“Design GitHub’s repo page” is a senior+ frontend system-design prompt. The page combines a file tree, code viewer with syntax highlighting, blame, search, navigation, and a host of additional surfaces (issues, PRs, settings). The interview tests how you decompose a large product into a clean architecture and handle the size of real codebases.
Clarify scope
- Just the code tab or also issues / PRs / actions?
- Single language or multi-language code rendering?
- Mobile parity?
- Anonymous access (public repos) and authenticated access?
- Search (in-repo) and code-intelligence (jump to definition)?
Page structure
- Top: repo header (owner, repo name, stars, watchers, fork count)
- Tab navigation (Code, Issues, Pull requests, Actions, Projects, Wiki, Insights, Settings)
- Main: file tree on left, content on right
- Left panel collapses on narrow viewports
The file tree
Real repos have tens of thousands of files. Render strategy:
- Server returns the top-level directory by default
- Click a folder: server returns its contents (lazy)
- “Go to file” feature opens a flat search of all paths
- Virtualize when a single folder has 1000+ entries
The “Go to file” command
- Cmd+T or T to open
- Fuzzy match across the full path tree
- Server provides the path list for the repo (or a paginated subset)
- Client does the fuzzy search
- Performance: 100K paths fuzzy-search in <50 ms with the right algorithm (FZF-style)
The code viewer
- Syntax highlighting (Linguist for language detection, tree-sitter for tokenization)
- Line numbers
- Click a line: anchor URL, share link with line number
- Hover a symbol: code intelligence popup (defs, refs, type)
- Wide files: horizontal scroll vs word-wrap toggle
- Very large files: virtualize lines
Code intelligence
- Jump to definition
- Find references
- Hover for type
- Backed by SCIP / LSIF index that GitHub builds for popular repos
- Less reliable for less-popular repos; degrade gracefully
Blame view
- Each line annotated with author, commit, date
- Click an annotation: open the commit
- Server-side computed; cached
- Toggle blame on/off via query param
Branch and tag selection
- Dropdown with all branches and tags
- Search within the dropdown for repos with many branches
- Navigate between branches preserves file path when possible
- URL reflects the branch (so links survive sharing)
Diff view
- Used for commits, PRs, file history
- Side-by-side or inline
- Syntax-highlighted in both columns
- Comments on lines (PR review)
- Performance: handle PRs with 100s of files; lazy-load each file expansion
State management
- URL is the source of truth for: repo, branch, file path, view (code/blame/diff)

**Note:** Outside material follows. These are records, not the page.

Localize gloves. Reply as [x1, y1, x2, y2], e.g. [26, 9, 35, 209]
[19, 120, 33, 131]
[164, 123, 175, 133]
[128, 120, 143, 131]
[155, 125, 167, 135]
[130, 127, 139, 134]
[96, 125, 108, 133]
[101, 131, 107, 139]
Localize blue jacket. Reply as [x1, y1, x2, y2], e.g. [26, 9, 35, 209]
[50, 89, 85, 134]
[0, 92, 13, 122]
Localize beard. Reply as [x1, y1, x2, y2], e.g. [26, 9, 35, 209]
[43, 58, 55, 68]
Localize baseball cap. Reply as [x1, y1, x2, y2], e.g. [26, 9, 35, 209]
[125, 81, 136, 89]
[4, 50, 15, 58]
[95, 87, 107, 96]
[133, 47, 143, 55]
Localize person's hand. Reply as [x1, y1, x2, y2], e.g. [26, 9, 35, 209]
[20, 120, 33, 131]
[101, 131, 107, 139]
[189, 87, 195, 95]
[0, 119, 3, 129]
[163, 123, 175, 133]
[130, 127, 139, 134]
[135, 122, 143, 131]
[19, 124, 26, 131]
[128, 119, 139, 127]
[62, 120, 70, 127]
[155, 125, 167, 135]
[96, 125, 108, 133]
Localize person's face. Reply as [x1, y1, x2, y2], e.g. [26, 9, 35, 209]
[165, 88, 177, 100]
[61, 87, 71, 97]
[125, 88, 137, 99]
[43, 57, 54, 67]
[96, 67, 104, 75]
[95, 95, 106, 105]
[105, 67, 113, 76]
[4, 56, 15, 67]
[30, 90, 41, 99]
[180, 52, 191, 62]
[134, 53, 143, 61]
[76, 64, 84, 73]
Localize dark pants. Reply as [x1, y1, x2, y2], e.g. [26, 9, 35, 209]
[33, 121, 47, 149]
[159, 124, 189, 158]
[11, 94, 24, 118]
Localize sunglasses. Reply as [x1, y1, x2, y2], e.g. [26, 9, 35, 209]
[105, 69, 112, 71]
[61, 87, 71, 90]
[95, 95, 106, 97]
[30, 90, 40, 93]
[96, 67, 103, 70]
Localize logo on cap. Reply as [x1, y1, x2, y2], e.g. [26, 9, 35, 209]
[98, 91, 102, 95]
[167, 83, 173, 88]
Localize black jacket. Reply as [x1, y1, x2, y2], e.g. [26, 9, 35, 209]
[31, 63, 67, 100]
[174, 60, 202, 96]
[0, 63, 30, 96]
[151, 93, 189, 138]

- State outside URL: client-side preferences (wrap mode, theme)
- React Query for server data with cache
- Avoid global stores; the page is mostly stateless given URL
Performance considerations
- Code rendering: chunked syntax highlighting (priority on visible lines)

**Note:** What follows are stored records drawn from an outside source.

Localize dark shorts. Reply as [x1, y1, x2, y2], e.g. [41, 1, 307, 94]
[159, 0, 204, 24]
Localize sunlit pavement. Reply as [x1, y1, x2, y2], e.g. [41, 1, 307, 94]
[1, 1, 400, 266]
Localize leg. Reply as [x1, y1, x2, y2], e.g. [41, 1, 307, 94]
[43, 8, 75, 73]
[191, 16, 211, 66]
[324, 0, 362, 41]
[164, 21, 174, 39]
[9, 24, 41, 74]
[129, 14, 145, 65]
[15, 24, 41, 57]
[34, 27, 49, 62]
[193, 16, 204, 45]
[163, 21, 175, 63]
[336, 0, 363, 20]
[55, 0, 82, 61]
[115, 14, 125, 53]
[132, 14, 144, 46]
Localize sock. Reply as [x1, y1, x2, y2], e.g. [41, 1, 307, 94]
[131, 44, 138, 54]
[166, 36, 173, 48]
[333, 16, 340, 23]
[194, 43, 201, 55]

- Tree expansion: lazy server fetch per folder
- Bundle size: split syntax-highlight grammars (load language-specific)
- SSR for the initial code view (perceived fast load)
- Service worker for repeat visits
Search
- In-repo code search via the search bar
- Backed by a code-search index (Sourcegraph, Zoekt-style)
- Results: file path with surrounding lines, ranked
- Filters: language, path, exclude tests
- Different from the “go to file” command (which is path-only)
Mobile considerations
- File tree as a sliding panel
- Code viewer with horizontal scroll (do not word-wrap by default)
- Pinch-zoom for code (very useful on phones)
- Reduced UI density
Accessibility
- File tree is a
role="tree"with proper keyboard navigation - Code viewer’s line numbers as
aria-labelon each line - Skip-link to main content for keyboard / screen-reader users
- Focus management on tab navigation
Editing in the browser
- Click “Edit” → Monaco / CodeMirror loads
- Save creates a commit (or proposes a PR if user lacks write access)
- Codespaces integration: open the repo in a cloud IDE
What separates senior from staff
Senior candidates draw the page structure and discuss the file tree lazy-loading. Staff candidates address the code-intelligence pipeline, the search index, and the diff-view performance for large PRs. Principal candidates raise the public/private access controls, the SSR caching strategy, and the mobile UX tradeoffs.
Frequently Asked Questions
How do I render a 50K-line file?
Virtualize the line render; chunk syntax highlighting; warn user about performance. Some platforms refuse to render very large files in the browser.
Which language for syntax highlighting?
Tree-sitter is the modern default for accuracy. Hljs / Prism are simpler. GitHub uses tree-sitter via Linguist.
How does code intelligence scale to all of GitHub?
Indexing is selective — popular repos and recently-touched code. Cold repos have less. Indexing is built async after pushes.